I go on living my life with the occasional lingering voice in the back of my mind whispering to me that I'm not good enough at anything I do. I pick up the guitar and will learn 5 new songs in a day- but that voice is there telling me I will never equate to those around me who also play. I work in the medical field (with animals instead of people) but this too wasn't mine before I started. The knowledge is shared and though I have much of it, it's not as extensive as others merely because I haven't had the chance to live so long doing it...yet. This doesn't mean I don't know what I'm talking about. This doesn't mean I can't strum a guitar or carry a tune. I have a voice.
I have a very strong voice.
A voice that I feel sometimes only gets heard by a handful of friends and strangers right here, no matter how loud I sing or how confident I feel when explaining- very few listen. 
Just once, I wish someone would listen.
The other day jokes were being thrown around about being dramatic. My husband was asked if he felt I was a drama queen and my dad simply told him to 'be careful how he answered'. I looked at him and he honestly said 'God no! She's the furthest thing from it'...and my dad laughed.
He laughed.
And not a simple 'ha ha ha'. It was from the heart because he truly believed Andrew was just trying to get out of an awkward mess. This may seem silly and irrelevant but it hurt just the same. I could see the confusion on Andrew's face because I know he truly meant the words he said. He wasn't around during the time in my life when it seemed drama followed me wherever I went. I imagine it seems as though I always went looking for it but this was never the case...maybe in a small way but that's done and over. That chapter in my life has been closed for years. I've let it go.

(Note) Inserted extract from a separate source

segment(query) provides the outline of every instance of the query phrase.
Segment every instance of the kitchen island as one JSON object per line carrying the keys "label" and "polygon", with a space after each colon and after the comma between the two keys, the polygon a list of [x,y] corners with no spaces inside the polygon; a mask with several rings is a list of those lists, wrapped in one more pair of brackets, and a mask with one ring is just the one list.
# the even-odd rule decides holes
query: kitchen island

Why can't everyone else follow suit? Why is it not so obvious how much I have grown and changed in the past 10 years?
Maybe they have in a small way- but maybe it's harder for them because seeing those insecurities disappear means that their baby has grown up- maybe this scares them in a way I can't fully understand because I am not yet a parent.
I still have insecurities- don't we all? ( I mean seriously I'm screaming out loud right now on the computer but can't conjure up the nerve to speak the words to the faces I'm hurt by). Hey, at least I own them. At least I'm aware.
Life is such a strange phenomenon. We grow up listening to the adults around us simply because this is what we're taught to do. Anyone taller than us serves as a potential role model. I stopped growing at the age of 12, never quite reaching the height of 5'2''. So imagine my disappointment when I discovered that not all adults know what the hell they're talking about and that we're all just playing the game day by day, hoping we just don't screw anything up. It sucks to come to the realization that your role models have the same insecurities as you do. It's a harsh lesson and one I struggle with the most.
I sit here and complain about not being taken seriously but there is a small part of me that still wants to be taken care of and told that everything will be OK. The memory of being taken to bed via shoulder back and sung 'goodnight' to is still so fresh in my mind.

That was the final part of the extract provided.